You’re equivocating. Poverty rate is a much better metric for measuring poverty than median income is.

Louisiana has a higher poverty rate, and a higher child poverty rate, than New York State. New York’s ALICE level seems comparable because New York’s cost of living is so much higher, but it’s actually true that around half the people in New York (and Louisiana, and make other states) are struggling to afford all their basic necessities. Poverty rate isn’t ALICE, poverty rate is high probability of compromising on nutrition.

Come on, be honest, are you willing to live on $16k/year in Louisiana? (Or any state??) I wouldn’t want to, and I bet you don’t either. Are you really going to argue that’s not poor?

> ALICE level seems comparable because New York’s cost of living is so much higher

That’s my point. You’re the one who brought up ALICE as a metric to show how someone making the median income is still poor.

If it applies to Louisiana, it applies to New York as well.

> Louisiana has a higher poverty rate, and a higher child poverty rate, than New York State.

If you adjust for cost of living, New York and Louisiana have the same poverty rate.

> Come on, be honest, are you willing to live on $16k/year in Louisiana? (Or any state??) I wouldn’t want to, and I bet you don’t either. Are you really going to argue that’s not poor?

No but I’d rather live on $16k in Louisiana than New York. I’m not making a value judgement on what constitutes poor or not, I’m saying that if $16k is poor in Louisiana, then $22k is poor in NY.

Incidentally for big chunks of my childhood my family was below the poverty level in the Deep South, and so were many of my friends.

Yes I understand your point and yes I brought up ALICE - as an aside - and I see that was my mistake because you’re using it to dodge the core fact that LA has very high poverty relative to most other states.
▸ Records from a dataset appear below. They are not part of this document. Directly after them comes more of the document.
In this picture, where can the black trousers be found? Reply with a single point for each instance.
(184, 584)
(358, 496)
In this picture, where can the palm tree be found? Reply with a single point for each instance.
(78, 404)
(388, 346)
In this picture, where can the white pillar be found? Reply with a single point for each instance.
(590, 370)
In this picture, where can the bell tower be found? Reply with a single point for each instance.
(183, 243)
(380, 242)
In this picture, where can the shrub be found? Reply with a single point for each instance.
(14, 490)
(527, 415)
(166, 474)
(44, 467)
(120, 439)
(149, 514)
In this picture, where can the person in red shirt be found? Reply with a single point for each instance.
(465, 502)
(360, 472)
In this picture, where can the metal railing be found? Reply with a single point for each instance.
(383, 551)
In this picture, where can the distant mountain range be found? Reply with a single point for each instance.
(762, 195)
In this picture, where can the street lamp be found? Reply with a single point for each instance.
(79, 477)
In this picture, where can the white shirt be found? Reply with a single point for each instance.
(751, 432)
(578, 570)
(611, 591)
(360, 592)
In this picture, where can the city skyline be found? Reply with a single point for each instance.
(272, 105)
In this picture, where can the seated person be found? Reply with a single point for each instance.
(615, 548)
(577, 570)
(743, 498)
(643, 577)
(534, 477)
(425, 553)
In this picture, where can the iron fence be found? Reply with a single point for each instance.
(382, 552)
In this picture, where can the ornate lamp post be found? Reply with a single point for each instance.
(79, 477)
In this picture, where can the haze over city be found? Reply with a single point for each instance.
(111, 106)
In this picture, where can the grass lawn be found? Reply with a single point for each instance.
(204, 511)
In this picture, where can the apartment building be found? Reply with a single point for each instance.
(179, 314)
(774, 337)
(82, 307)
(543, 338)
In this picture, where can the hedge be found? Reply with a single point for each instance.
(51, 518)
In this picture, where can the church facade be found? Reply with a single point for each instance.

ALICE levels are a completely different tier of wealth metric than the federal poverty line.

Cost of living is less applicable to the federal poverty line than it is to the ALICE threshold or the median income because the cost of food and several other basic necessities don’t vary geographically as much as the price of housing does. The poverty line of $16k/person is set in part because it’s the line where going below likely means you can’t afford enough food no matter where in the U.S. you live.